Vielen Dank für Eure aufmunternden Worte zum gestrigen Post. Ich denke, es ist im Prinzip immer und überall das gleiche und wenn es sich wieder normalisiert und man dahinter blicken kann, erkennt man oft auch einen Grund.
Ich habe mich schon dabei ertappt, dass ich es zelebriert habe alleine durch den Möbelschweden zu schlendern, während ein anderes Kind im Einkaufswagen saß und seine Mutter angebrüllt hat „Ich habe Huuuuunger! Ich will jetzt was eeeeeeessen!!“. Als ich mich bei meiner Freude darüber ertappte, schämte ich mich schon ein wenig. Aber irgendwie ist es doch ein beruhigendes Gefühl, dass man nicht die einzige ist, die kleine Terroristen liebevoll ihre Kinder nennt.
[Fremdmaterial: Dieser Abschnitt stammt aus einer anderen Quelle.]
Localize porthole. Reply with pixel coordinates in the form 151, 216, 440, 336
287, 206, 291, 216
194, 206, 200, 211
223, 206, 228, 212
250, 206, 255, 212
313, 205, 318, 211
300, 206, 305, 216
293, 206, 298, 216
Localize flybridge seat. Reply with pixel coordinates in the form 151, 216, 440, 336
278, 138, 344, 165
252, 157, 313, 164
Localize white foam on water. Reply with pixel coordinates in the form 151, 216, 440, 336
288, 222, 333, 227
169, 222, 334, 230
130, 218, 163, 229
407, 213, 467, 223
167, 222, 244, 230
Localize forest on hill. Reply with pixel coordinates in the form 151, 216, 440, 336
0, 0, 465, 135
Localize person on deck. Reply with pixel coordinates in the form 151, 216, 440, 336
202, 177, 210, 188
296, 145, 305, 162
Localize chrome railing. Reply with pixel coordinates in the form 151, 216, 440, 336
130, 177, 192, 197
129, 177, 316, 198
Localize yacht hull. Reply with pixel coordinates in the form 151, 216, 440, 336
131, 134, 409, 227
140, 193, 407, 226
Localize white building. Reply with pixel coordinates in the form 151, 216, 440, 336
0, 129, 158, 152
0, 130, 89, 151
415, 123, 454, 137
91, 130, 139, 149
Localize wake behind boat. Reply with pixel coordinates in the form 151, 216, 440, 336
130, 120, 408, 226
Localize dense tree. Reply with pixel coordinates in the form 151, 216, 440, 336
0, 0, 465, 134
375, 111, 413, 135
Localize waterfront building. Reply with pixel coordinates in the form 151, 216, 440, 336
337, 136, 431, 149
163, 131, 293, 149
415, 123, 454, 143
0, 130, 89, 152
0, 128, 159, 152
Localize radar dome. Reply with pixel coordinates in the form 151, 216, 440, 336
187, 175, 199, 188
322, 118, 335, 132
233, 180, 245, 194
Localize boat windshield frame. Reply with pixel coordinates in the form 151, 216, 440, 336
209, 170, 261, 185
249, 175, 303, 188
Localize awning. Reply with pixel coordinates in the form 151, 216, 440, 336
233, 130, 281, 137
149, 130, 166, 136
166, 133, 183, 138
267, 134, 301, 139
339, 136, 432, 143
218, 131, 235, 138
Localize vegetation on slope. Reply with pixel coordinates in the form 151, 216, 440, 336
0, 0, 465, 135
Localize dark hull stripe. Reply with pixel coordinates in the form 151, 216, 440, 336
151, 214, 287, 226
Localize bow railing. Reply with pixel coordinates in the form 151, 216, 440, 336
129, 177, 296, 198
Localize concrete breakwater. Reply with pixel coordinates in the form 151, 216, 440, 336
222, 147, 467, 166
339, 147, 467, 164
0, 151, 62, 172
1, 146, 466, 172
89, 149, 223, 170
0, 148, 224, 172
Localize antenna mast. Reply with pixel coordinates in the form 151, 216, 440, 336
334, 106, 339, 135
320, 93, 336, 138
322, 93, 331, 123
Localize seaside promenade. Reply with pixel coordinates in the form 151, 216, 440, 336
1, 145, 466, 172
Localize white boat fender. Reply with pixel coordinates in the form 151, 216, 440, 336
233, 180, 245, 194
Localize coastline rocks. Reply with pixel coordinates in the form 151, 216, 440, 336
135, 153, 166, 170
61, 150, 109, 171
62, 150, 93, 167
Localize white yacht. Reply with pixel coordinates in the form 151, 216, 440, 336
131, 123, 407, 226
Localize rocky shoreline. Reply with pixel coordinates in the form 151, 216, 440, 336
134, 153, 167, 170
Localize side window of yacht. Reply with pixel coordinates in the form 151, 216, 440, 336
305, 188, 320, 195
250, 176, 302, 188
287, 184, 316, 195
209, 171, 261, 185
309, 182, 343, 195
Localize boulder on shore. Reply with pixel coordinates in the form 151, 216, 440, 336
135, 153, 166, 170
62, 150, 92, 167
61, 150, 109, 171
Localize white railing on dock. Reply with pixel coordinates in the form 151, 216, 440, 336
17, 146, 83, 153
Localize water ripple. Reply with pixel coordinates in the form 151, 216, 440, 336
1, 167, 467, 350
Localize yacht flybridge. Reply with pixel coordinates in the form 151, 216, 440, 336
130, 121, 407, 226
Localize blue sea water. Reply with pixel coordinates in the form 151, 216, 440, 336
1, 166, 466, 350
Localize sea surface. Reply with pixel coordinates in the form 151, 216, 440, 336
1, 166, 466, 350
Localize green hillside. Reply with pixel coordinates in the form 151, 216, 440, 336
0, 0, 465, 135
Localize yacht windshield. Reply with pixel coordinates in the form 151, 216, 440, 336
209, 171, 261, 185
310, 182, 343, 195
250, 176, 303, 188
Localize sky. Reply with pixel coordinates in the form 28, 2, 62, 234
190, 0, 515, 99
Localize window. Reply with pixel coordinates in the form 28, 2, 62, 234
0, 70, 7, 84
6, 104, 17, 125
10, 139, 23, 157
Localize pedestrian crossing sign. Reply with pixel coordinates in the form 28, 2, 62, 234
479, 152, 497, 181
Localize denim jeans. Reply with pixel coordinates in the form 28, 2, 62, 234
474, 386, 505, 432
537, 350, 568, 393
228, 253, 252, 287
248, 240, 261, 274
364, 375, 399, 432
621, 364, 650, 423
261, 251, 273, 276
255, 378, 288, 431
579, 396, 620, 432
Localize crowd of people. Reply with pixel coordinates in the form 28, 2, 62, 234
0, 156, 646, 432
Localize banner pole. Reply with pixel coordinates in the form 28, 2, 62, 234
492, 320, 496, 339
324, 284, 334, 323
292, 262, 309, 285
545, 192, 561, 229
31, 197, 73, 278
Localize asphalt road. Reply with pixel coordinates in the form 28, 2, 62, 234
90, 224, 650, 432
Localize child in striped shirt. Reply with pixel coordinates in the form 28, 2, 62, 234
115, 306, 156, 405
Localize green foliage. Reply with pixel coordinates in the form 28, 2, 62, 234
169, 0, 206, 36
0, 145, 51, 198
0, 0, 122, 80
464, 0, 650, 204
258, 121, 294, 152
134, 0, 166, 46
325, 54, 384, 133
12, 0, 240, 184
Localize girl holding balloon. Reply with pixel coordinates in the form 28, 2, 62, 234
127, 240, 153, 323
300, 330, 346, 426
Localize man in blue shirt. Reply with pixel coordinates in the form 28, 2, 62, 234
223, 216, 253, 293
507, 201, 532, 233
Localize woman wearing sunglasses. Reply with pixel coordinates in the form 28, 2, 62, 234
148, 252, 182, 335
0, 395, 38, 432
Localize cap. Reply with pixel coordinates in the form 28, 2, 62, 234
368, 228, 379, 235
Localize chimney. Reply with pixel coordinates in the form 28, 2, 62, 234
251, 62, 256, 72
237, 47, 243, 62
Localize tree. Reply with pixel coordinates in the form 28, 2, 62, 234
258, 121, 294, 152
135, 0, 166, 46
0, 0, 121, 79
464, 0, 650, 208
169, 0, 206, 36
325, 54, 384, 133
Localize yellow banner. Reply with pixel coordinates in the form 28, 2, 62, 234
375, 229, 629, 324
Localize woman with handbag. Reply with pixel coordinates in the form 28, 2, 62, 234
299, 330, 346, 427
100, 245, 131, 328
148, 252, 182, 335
Als der Sonnenschein geboren wurde, hörte ich immer wieder „Loben ist ganz wichtig!“. Später hieß es dann „Nicht zu viel loben!“… was ist denn nun richtig? Ich denke, das muss jeder individuell für sich selbst rausfinden.

Auch ich nutze schon mal Belohnungen und kleine Erpressungen für mich und zähle mehrmals täglich bis drei, um meinen Willen bei diesen kleinen Dickköpfen durchzusetzen.
Dass Belohnungen nicht wirklich der richtige Weg sind, zeigt sich mir, indem der Sonnenschein eben für alles eine Belohnung einfordert und bei der Quantität und den Begründungen ihrer Forderung zeigt sich mir eben auch, dass sie den Sinn einer Belohnung überhaupt nicht richtig verstanden hat. Daran müssen wir noch arbeiten. Dass das Löwenkind mittlerweile neben mir in der Küche steht und nach „Lohnung!!“ brüllt, macht mir deutlich, dass wir sehr akut daran arbeiten müssen.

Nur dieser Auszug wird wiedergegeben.